Assuming that the sequence of complex numbers $\{z_n\}$ has the limit $\lim_{n\to\infty}z_n = z_0$, I'm asked to prove that the limit $$ \lim_{n\to\infty} \frac{1}{z_n - z_0} \tag{1}\label{eq:limit} $$ does not exist. By definition, assuming that $\lim_{n\to\infty} z_n = z_0$ is the same as assuming that $ |z_n - z_0| < \varepsilon $ for all $n$ greater than some natural $N(\varepsilon)$ given any positive real $\varepsilon$. If this is true, than it follows that $$ \frac{1}{|z_n - z_0|} > \frac{1}{\varepsilon} $$ for all $n>N(\varepsilon)$, but if $\varepsilon$ is taken arbitrarily small, then $1/\varepsilon$ is arbitrarily large, that is, the real sequence $1/|z_n - z_0|$ is bounded from below, but not from above and, therefore, the limit \eqref{eq:limit} doesn't exist.
Is this reasoning correct? How could I make it more rigorous?

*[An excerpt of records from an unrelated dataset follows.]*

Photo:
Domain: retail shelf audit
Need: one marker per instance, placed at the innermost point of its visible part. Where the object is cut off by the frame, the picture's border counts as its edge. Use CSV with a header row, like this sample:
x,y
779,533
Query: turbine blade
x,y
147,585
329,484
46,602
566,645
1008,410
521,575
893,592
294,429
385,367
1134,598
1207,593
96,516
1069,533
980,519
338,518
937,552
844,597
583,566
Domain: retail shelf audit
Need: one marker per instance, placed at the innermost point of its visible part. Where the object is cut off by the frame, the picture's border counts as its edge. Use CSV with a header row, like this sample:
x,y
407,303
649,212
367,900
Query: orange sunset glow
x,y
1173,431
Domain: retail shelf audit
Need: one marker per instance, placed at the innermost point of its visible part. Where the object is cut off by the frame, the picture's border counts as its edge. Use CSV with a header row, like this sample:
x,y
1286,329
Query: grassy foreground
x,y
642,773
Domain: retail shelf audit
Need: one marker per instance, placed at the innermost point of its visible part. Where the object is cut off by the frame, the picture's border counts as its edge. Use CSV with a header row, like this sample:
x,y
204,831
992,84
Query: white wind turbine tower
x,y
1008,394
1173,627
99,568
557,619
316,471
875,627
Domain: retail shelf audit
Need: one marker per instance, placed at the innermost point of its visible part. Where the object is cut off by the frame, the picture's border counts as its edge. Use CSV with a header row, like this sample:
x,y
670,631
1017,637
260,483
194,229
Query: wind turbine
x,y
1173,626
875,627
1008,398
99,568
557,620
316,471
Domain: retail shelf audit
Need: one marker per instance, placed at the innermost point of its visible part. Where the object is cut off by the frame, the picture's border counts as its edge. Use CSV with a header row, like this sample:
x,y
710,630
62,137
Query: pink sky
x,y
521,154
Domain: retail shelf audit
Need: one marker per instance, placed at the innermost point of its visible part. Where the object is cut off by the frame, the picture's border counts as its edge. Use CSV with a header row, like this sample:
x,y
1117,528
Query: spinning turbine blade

You can proceed as follows. By hypothesis, $$\{z_n\} \to z_0 \Leftrightarrow \forall \varepsilon > 0, \exists N \in \mathbb N \mbox{ such that } \forall n \geq N \ |z_n - z_0| < \varepsilon$$ Note that this implies that $ \left|\frac{1}{z_n- z_0} \right|> \frac{1}{\varepsilon}$. Using proof by contradiction, assume the statement holds true. $$\left\{\frac{1}{z_n- z_0}\right\} \to L \Leftrightarrow \forall \varepsilon > 0, \exists N' \in \mathbb N \mbox{ such that } \forall n \geq N' \ \left|\frac{1}{z_n- z_0} - L\right| < \varepsilon$$ Using the triangular inequality $$\left|\frac{1}{z_n- z_0} - L\right| \geq \left|\frac{1}{z_n- z_0} \right| - |L| $$ Therefore $$ \left|\frac{1}{z_n- z_0} \right| < |L| + \varepsilon $$ By the hypothesis, $$\frac{1}{\varepsilon} <\left|\frac{1}{z_n- z_0} \right| < |L| + \varepsilon \Rightarrow \frac{1}{\varepsilon} < |L| + \varepsilon \leq \varepsilon$$ $$\frac{1}{\varepsilon} \leq \varepsilon \Leftrightarrow \varepsilon \geq 1$$ Which is indeed a contradiction since we assumed that $\varepsilon > 0$ arbitrary.